Required Skills and Qualifications

  • Experience:
    • 7+ years of experience in MLOps, DevOps, or ML Engineering.
    • Strong track record in managing and deploying large-scale ML and LLM models in production environments.
  • Technical Skills:
    • Proficiency with Kubernetes and Docker for container orchestration and model deployment.
    • Experience with open-source MLOps tools (MLflow, Kubeflow, DVC) and data versioning.
    • Hands-on experience with cloud-native ML tools in AWS, Google Cloud Platform, or Azure and associated ML services.
    • Knowledge of Python or Bash scripting for automating processes and custom integrations.
  • DevOps-Related Skills:
    • Solid understanding of CI/CD practices and tools like GitHub Actions, Jenkins, or GitLab CI/CD to build and deploy ML/LLM models.
    • Proficient in infrastructure-as-code tools, such as Terraform or Ansible, to enable automated provisioning and configuration management.
  • ML/LLM Specific Knowledge:
    • Familiarity with the LLM lifecycle, including fine-tuning, tokenization, model serving, and large-scale NLP.
    • Knowledge of transformers and other deep learning architectures for NLP/LLM tasks.

Behavioral Skills

  • Excellent communication skills to convey complex technical details to both technical and non-technical audiences.
  • Proactive problem-solving attitude, with the ability to adapt to emerging MLOps and LLMOps best practices.
  • Ability to work independently and collaborate effectively with cross-functional teams, including data science, engineering, and DevOps.
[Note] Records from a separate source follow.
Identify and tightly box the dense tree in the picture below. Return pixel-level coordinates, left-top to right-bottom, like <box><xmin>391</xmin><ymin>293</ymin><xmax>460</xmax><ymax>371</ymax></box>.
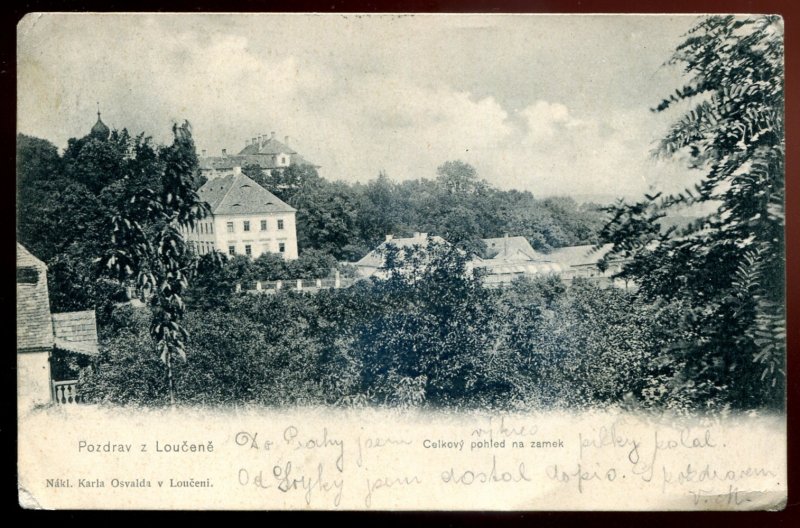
<box><xmin>602</xmin><ymin>16</ymin><xmax>785</xmax><ymax>407</ymax></box>
<box><xmin>103</xmin><ymin>122</ymin><xmax>221</xmax><ymax>402</ymax></box>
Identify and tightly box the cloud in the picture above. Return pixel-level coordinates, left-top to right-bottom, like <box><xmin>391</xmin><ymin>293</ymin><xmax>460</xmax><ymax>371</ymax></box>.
<box><xmin>520</xmin><ymin>99</ymin><xmax>584</xmax><ymax>141</ymax></box>
<box><xmin>18</xmin><ymin>13</ymin><xmax>696</xmax><ymax>202</ymax></box>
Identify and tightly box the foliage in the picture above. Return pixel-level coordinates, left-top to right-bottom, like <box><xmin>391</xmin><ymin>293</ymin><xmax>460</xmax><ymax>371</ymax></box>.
<box><xmin>103</xmin><ymin>123</ymin><xmax>225</xmax><ymax>400</ymax></box>
<box><xmin>601</xmin><ymin>16</ymin><xmax>785</xmax><ymax>407</ymax></box>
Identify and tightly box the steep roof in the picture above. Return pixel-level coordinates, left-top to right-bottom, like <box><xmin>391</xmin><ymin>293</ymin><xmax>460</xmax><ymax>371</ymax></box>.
<box><xmin>239</xmin><ymin>138</ymin><xmax>297</xmax><ymax>156</ymax></box>
<box><xmin>199</xmin><ymin>173</ymin><xmax>296</xmax><ymax>215</ymax></box>
<box><xmin>17</xmin><ymin>243</ymin><xmax>53</xmax><ymax>350</ymax></box>
<box><xmin>53</xmin><ymin>310</ymin><xmax>98</xmax><ymax>356</ymax></box>
<box><xmin>198</xmin><ymin>154</ymin><xmax>319</xmax><ymax>171</ymax></box>
<box><xmin>199</xmin><ymin>139</ymin><xmax>317</xmax><ymax>171</ymax></box>
<box><xmin>482</xmin><ymin>236</ymin><xmax>539</xmax><ymax>260</ymax></box>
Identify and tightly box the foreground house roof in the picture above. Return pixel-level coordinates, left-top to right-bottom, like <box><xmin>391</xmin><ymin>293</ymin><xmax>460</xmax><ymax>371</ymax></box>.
<box><xmin>53</xmin><ymin>310</ymin><xmax>99</xmax><ymax>356</ymax></box>
<box><xmin>17</xmin><ymin>243</ymin><xmax>53</xmax><ymax>350</ymax></box>
<box><xmin>198</xmin><ymin>173</ymin><xmax>296</xmax><ymax>215</ymax></box>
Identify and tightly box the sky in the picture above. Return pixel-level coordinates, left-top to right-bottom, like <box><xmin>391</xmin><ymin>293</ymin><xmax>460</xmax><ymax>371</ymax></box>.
<box><xmin>17</xmin><ymin>14</ymin><xmax>699</xmax><ymax>199</ymax></box>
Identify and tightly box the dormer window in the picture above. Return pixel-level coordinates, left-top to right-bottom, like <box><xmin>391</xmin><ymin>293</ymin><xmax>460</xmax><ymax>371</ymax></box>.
<box><xmin>17</xmin><ymin>267</ymin><xmax>39</xmax><ymax>284</ymax></box>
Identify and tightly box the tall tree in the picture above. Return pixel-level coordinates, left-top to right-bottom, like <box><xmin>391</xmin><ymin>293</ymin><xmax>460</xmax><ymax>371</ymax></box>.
<box><xmin>104</xmin><ymin>122</ymin><xmax>221</xmax><ymax>403</ymax></box>
<box><xmin>602</xmin><ymin>16</ymin><xmax>785</xmax><ymax>407</ymax></box>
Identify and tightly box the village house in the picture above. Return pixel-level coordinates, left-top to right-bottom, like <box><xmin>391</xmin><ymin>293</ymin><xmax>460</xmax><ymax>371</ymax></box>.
<box><xmin>183</xmin><ymin>166</ymin><xmax>297</xmax><ymax>260</ymax></box>
<box><xmin>17</xmin><ymin>243</ymin><xmax>98</xmax><ymax>411</ymax></box>
<box><xmin>354</xmin><ymin>233</ymin><xmax>627</xmax><ymax>287</ymax></box>
<box><xmin>354</xmin><ymin>232</ymin><xmax>449</xmax><ymax>279</ymax></box>
<box><xmin>198</xmin><ymin>132</ymin><xmax>319</xmax><ymax>179</ymax></box>
<box><xmin>475</xmin><ymin>236</ymin><xmax>626</xmax><ymax>286</ymax></box>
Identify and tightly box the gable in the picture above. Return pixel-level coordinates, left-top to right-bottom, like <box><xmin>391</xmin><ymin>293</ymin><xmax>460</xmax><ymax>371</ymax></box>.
<box><xmin>198</xmin><ymin>174</ymin><xmax>295</xmax><ymax>215</ymax></box>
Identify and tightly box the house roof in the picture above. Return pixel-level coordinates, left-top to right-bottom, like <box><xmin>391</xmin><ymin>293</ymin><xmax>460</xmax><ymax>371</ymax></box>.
<box><xmin>198</xmin><ymin>173</ymin><xmax>296</xmax><ymax>215</ymax></box>
<box><xmin>239</xmin><ymin>138</ymin><xmax>297</xmax><ymax>155</ymax></box>
<box><xmin>355</xmin><ymin>234</ymin><xmax>448</xmax><ymax>268</ymax></box>
<box><xmin>199</xmin><ymin>139</ymin><xmax>316</xmax><ymax>171</ymax></box>
<box><xmin>542</xmin><ymin>244</ymin><xmax>613</xmax><ymax>266</ymax></box>
<box><xmin>53</xmin><ymin>310</ymin><xmax>98</xmax><ymax>355</ymax></box>
<box><xmin>198</xmin><ymin>154</ymin><xmax>319</xmax><ymax>171</ymax></box>
<box><xmin>17</xmin><ymin>243</ymin><xmax>53</xmax><ymax>350</ymax></box>
<box><xmin>482</xmin><ymin>236</ymin><xmax>540</xmax><ymax>260</ymax></box>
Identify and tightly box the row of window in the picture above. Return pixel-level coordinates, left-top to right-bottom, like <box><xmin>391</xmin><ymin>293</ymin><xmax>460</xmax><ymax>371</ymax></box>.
<box><xmin>226</xmin><ymin>218</ymin><xmax>283</xmax><ymax>233</ymax></box>
<box><xmin>228</xmin><ymin>242</ymin><xmax>286</xmax><ymax>257</ymax></box>
<box><xmin>192</xmin><ymin>222</ymin><xmax>214</xmax><ymax>235</ymax></box>
<box><xmin>189</xmin><ymin>240</ymin><xmax>214</xmax><ymax>255</ymax></box>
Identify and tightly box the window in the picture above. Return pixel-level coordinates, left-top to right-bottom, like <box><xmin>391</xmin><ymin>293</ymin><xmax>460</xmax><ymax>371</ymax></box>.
<box><xmin>17</xmin><ymin>267</ymin><xmax>39</xmax><ymax>284</ymax></box>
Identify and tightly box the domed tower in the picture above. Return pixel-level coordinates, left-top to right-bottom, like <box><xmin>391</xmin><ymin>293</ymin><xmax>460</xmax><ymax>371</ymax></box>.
<box><xmin>89</xmin><ymin>104</ymin><xmax>111</xmax><ymax>141</ymax></box>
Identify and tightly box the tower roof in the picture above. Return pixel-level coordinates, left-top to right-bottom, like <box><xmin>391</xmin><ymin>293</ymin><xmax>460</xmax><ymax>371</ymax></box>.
<box><xmin>89</xmin><ymin>110</ymin><xmax>111</xmax><ymax>141</ymax></box>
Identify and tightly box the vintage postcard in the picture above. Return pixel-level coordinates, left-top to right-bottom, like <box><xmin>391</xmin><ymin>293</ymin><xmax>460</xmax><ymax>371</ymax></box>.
<box><xmin>16</xmin><ymin>13</ymin><xmax>787</xmax><ymax>510</ymax></box>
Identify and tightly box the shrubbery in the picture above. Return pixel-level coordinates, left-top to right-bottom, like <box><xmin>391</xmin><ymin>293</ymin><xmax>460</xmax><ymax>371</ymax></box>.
<box><xmin>83</xmin><ymin>244</ymin><xmax>708</xmax><ymax>409</ymax></box>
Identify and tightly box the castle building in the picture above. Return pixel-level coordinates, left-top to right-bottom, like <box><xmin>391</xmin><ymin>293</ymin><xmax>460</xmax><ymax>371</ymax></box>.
<box><xmin>184</xmin><ymin>166</ymin><xmax>297</xmax><ymax>260</ymax></box>
<box><xmin>199</xmin><ymin>132</ymin><xmax>319</xmax><ymax>179</ymax></box>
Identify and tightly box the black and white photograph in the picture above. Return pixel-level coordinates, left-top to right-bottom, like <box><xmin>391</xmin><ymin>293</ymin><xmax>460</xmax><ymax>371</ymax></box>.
<box><xmin>16</xmin><ymin>13</ymin><xmax>788</xmax><ymax>510</ymax></box>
Educational Qualifications

  • Bachelor s or Master s degree in Computer Science, Data Science, AI/ML, or a related field.

Certifications in cloud platforms (AWS, Google Cloud Platform, Azure) or MLOps frameworks are a plus.

Employers have access to artificial intelligence language tools (“AI”) that help generate and enhance job descriptions and AI may have been used to create this description. The position description has been reviewed for accuracy and Dice believes it to correctly reflect the job opportunity.